New polymer may hold key to reducing plane explosions

A new polymeric fuel additive that reduces the intensity of post-accident jet fuel explosions has been discovered by researchers at the California Institute of Technology (Caltech) and NASA’s Jet Propulsion Laboratory (JPL).

The findings were published in the October 2 issue of Science, outlining the ability for the new polymer to reduce the tendency for jet fuel to form highly combustible droplets known as ‘misting’ during impact.

The polymer molecules are described to form long chains – or ‘megasupramolecules’ – which make misting more controllable during impact.

The megasupramolecules allow for misting to take place during regular fuel injection operation, but inhibit misting during impact.

Additional breakthroughs with the revolutionary polymer are reduced soot formation and improved flow through pipelines.

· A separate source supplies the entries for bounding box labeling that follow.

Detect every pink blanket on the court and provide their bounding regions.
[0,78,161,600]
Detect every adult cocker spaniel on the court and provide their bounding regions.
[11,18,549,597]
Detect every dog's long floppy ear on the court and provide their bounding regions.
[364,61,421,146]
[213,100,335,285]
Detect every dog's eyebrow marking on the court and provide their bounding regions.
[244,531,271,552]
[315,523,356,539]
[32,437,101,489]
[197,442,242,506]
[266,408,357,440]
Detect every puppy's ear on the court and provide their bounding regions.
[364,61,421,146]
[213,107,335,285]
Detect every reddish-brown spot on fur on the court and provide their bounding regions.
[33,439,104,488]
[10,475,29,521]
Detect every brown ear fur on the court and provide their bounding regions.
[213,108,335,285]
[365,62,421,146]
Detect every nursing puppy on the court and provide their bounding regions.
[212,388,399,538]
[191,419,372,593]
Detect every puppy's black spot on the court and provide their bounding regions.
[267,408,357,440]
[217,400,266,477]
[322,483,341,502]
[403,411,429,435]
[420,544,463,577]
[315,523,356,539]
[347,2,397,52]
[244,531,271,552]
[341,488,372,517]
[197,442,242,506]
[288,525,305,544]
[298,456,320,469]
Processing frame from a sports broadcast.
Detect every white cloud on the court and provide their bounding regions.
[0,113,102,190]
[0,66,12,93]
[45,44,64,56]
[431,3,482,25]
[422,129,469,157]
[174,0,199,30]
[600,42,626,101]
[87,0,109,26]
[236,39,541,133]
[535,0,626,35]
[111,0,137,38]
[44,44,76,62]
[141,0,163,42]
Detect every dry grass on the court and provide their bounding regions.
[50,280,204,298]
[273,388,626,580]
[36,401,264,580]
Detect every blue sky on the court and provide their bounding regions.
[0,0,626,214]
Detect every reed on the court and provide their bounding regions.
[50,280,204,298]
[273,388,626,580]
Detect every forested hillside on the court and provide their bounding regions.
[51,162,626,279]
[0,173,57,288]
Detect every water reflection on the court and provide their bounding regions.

The ability of the additive to prevent misting on impact without affecting the fuel’s energy content, surface tension or density comes down to the low polymer concentration required.

According to a Caltech report, Caltech professor of chemical engineering and lead researcher Julia Kornfield (BS ’83) explained the polymers to be made up of repeating subunits, which have units at each end with Velcro like effects.

When an impact occurs, fuel elongates and the megasupramolecules act to prevent the breakup of droplets during this. The report explains megasupramolecules as remaining coiled up, only stretching out to prevent further elongation during a sudden impact.

The megasupramolecules not only minimize the intensity of explosions, but they also act to reduce turbulence in pipelines, according to the report.

Kornfield and the team of researchers are said to have drawn inspiration for the fuel additive from the 9/11 terrorist attacks, which saw devastating explosions as a result of misting.

“Our dream was that if word got out to terrorists that fuel wouldn’t explode, maybe they wouldn’t be that motivated,” said Kornfield according to a Discovery News report.